Infectious disease prevention, epidemic preparedness, access to treatments, underinvestment in health workers, were less threatening than climate crisis which had stayed at No.1 for 2019 and 2020 assessments. However, after Covid19, I supposed the threat landscape on technology would probably heightened while the no.1 threat on WHO now could be "Global Influenza pandemic" follow by Vaccine Hesitancy, Weak primary care, Fragile and vulnerable settings instead of climate crisis or air pollution. These being said, risk management is about relativity.

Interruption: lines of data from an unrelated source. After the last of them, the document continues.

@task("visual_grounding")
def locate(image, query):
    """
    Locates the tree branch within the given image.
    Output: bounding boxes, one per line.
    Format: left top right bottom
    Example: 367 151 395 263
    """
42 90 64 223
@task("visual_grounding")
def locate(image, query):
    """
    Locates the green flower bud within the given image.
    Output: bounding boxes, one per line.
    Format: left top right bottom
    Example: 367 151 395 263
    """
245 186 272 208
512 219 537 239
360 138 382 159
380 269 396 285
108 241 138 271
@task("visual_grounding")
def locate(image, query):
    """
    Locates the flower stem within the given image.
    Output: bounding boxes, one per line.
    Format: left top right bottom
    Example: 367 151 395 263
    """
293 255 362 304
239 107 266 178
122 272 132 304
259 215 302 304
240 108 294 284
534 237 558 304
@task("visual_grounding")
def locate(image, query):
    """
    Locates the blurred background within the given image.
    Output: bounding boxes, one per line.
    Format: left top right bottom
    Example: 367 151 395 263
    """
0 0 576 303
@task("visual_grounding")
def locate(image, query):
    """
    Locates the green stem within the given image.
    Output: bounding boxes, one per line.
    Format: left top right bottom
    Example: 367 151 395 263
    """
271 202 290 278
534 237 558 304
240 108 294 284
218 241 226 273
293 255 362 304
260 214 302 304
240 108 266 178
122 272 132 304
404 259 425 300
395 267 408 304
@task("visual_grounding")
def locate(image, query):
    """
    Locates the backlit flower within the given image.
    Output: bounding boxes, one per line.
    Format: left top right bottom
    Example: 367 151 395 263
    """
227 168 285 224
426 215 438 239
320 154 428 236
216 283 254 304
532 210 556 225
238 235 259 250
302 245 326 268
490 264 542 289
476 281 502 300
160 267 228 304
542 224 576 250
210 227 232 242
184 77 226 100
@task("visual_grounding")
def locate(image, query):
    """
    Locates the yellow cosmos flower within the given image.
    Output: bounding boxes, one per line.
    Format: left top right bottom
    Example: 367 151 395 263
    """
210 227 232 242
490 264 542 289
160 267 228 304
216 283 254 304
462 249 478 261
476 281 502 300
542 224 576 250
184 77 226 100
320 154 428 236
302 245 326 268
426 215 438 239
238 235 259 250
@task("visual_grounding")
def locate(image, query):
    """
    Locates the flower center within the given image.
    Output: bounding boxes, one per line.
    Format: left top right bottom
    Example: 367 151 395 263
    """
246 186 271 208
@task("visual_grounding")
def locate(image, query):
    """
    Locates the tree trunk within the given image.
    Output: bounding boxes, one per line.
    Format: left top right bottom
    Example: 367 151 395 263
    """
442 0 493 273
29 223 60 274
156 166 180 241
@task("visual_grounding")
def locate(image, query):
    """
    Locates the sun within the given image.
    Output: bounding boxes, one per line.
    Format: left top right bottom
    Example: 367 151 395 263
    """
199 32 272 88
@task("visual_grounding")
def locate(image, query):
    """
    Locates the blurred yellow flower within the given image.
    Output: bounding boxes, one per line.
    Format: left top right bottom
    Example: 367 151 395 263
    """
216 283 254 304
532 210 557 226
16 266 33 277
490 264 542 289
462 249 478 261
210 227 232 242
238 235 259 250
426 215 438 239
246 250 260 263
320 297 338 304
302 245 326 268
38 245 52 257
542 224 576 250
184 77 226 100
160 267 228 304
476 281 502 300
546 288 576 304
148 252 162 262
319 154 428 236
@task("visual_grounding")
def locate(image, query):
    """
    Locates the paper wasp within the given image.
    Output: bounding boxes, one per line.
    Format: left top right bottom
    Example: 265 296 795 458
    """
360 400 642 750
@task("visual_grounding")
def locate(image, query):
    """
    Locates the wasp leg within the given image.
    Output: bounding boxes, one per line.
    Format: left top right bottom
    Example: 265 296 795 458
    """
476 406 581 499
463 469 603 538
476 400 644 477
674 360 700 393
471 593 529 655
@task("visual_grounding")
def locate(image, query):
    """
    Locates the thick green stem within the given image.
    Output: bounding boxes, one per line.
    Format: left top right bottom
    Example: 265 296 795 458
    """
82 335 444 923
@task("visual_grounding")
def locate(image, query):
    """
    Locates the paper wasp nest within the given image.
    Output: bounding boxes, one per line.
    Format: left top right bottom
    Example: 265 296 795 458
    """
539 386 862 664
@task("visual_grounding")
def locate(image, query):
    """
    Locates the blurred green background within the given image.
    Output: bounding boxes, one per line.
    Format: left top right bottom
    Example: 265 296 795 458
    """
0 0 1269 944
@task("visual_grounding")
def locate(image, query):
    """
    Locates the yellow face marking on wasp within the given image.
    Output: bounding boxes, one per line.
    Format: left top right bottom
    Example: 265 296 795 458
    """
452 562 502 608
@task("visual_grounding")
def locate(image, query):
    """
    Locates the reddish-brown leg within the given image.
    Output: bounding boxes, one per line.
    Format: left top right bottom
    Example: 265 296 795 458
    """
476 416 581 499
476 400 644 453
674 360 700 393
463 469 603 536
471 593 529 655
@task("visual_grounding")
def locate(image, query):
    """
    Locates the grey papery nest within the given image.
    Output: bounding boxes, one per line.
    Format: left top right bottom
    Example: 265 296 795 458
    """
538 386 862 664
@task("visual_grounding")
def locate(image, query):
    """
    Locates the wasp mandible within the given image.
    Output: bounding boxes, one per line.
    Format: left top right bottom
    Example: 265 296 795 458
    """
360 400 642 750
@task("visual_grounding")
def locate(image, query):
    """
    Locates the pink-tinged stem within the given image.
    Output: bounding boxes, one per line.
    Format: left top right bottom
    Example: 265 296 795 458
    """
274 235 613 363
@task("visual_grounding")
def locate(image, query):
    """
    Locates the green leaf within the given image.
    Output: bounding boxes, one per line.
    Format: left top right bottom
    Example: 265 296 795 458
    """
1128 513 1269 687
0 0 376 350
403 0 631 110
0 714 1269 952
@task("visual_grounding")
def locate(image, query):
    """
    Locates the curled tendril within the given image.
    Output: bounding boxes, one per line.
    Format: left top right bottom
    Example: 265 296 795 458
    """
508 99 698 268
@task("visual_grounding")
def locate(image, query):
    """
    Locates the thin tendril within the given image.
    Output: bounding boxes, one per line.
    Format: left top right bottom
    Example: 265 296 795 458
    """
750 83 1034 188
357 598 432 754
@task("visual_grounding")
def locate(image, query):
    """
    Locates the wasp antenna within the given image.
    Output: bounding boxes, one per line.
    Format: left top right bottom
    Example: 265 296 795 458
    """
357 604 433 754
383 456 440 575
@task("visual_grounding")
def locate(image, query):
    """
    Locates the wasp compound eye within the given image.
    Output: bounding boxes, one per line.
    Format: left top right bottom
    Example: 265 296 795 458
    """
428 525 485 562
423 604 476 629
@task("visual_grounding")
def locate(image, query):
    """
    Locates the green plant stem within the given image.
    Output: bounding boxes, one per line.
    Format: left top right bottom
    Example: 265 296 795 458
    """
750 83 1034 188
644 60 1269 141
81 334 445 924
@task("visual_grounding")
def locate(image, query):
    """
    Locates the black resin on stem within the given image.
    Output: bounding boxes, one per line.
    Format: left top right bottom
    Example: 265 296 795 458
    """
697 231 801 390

The virus is more threatening because it had showed its impact to the global economy and had expedite the oikcrisis because of #stayhome, #lockdown, #cruiseships, #airline, #financialindustry. Along with it, cybercrime could get rampant due to public stability and social impacts of #stayhome, #lockdown and the lack of entertainment or security resources. On the flipside, digitalisation could speed up because of the sudden surge demand on remote office, remote socialisation, virtual teams, virtual coffee place, and the list goes on. Some of the more obvious changes are video conferencing technology like Zoom, Skype, Microsoft teams which had already used widely by educators, students, public speakers, corporate enterprise. What are the associated risks to these technology?

1. Data Loss incidents could escalate
2. Cybercrimes over the intellectual property (information shared via these technologies)

Hence, I felt that information risk practitioners need to reassess their administrative controls such as  information classifications, information security during BCP, systems availability and recovery, software management controls to technical controls such as antivirus preventive controls, firewall rules and packets inspection.


Wednesday, April 22, 2020

Stay home - work from home - better security? - Part one Data Loss

Many of us liked the idea of working from home because that means getting up later and doing your work at your own pace, away from the gossips and distractions you once face at work. But, think again, is working from home really good?

Risk of data loss
For centuries, organizations regardless of nations learned that intelligence is crucial and important in the competitive environment. As the digital space gets heavier with content, more data are available for harvesting to gain insights. In the past 20 odd years, countries started enacting on data protection regulations, some worked on cross border data exchange, some decides to tag data to a nationality. There are simply many ways to prevent data being abused. However, none would consider data usage during a pandemic situation like COVID19.

Working from home means either you brought home your corporate laptop or you start to work off your personal computer.

Working from home using your personal computer

In the enterprise environment, network is usually monitored and secured with multiple devices. IPS, IDS, firewall, network access control appliances and so forth, are just a few that ensure your network is secured. However, working from home means, you have an internet router/modem that either connects you to a wireless or wired network. That is really a concern because your device that connects you to the internet could be obsolete to protect you from the latest security threat or a remote access attack. Your wireless network could be setup with a weak security control such as WEP or MAC filtering. Your router might also be running an old firmware with a bunch of remote access vulnerability waiting to be exploited. Next, the anti virus software on your personal computer could be obsoleted too, then the operating system might be running on Windows XP. The list of danger goes on.

Hence, there should be an easy checklist to assess if it is security feasible to allow one to work from home especially in the event of a data entry operator having the access to all customers' information.